If Mary had one virtue greater than others, it was her reluctance to complain coupled to her dislike of occupying the central position on a stage. So without self-pity or florid embroidery, Mary told her story. She had no idea that Ned Skinner had been taking her to Pemberley when Father Dominus struck; in fact, she remembered nothing between being evicted from the Friar Tuck and waking some days later in the cave, a prisoner. Both the ladies and gentlemen found it hard to credit that she had been stolen for no better reason than to act as a scribe for a book about his outlandish beliefs.
“Though originally he stole me to experiment upon me,” she qualified, resolving that nothing she said would paint him madder than he truly was. And what was madness anyway? “He told me that I had been dying from a
swelling of the brain—apparently his skills as a physician were developed enough to diagnose this from my appearance as I lay on the bank where he found me. It seems he had concocted a remedy for swelling of the inner organs, but had no one upon whom to test it. So he stole me, fed me his concoction, and cured me. Then I became his scribe. At first his Cosmogenesis, as he calls it, fascinated me—a truly original concept wherein God is the darkness, and all light is evil. His term for the author of evil is not Satan or the Devil, but Lucifer. How much Cosmogenesis owes to his encroaching blindness I know not, but certainly it contributed. Though he never said so, I gathered that light was painful to him. Ignatius said once that whenever he set out to collect payment from apothecary shops, he wore spectacles with lenses darkened by smoke.”
“So the boys we encountered behaved as they did because they abhorred light,” said Charlie. “I put it down to fear of him.”
“Fear of him is something new as far as the children are concerned, and even so, it is the girls who fear him more. Events occurred that provoked him into calling them unclean.”
“What happened to you, Mary?” Fitz asked.
She looked wry. “My undisciplined tongue, of course. I had kept it under rigid control, understanding that to antagonise him might earn me a death sentence. But when he informed me that Jesus was the result of a cynical collaboration between God and Lucifer, I could not remain silent.

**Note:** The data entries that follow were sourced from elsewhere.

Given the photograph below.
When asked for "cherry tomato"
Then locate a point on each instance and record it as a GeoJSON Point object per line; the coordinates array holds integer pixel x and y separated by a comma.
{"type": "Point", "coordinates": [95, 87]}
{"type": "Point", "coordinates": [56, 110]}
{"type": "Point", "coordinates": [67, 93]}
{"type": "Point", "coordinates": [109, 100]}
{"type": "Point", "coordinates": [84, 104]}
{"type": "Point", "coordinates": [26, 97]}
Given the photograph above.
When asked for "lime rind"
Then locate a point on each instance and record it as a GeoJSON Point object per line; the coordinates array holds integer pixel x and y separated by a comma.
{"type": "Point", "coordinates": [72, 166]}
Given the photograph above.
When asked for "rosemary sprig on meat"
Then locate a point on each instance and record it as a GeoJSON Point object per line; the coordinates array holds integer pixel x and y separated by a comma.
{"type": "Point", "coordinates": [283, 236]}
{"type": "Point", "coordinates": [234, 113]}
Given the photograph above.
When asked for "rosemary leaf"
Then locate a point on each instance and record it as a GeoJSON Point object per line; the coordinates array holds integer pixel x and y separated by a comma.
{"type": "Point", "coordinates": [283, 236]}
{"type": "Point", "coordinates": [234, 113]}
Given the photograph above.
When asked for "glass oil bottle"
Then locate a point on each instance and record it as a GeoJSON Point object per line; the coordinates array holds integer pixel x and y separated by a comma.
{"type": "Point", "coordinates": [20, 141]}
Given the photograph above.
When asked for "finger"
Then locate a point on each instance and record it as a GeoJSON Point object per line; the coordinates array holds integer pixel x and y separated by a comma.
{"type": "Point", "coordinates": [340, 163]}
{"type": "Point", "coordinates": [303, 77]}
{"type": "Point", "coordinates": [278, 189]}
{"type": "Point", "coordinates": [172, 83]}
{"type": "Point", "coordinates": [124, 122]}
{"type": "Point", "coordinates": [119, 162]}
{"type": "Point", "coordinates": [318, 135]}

I called him wicked and evil, and he ran away, cursing me. That was the last time I saw him. I was left to die—and would have, had the subsidence not occurred.”
“I think he decided to abandon you after he met us,” said a horrified Charlie. “I told him I was Charles Darcy of Pemberley and asked after you. He must have panicked.”
Mary’s interrogation at Fitz’s hand continued for several hours, yet neither he nor Angus felt that, at its end, they knew much about anything except Cosmogenesis. Surely she must have had some kind of contact with the children! But no, she maintained that she had not.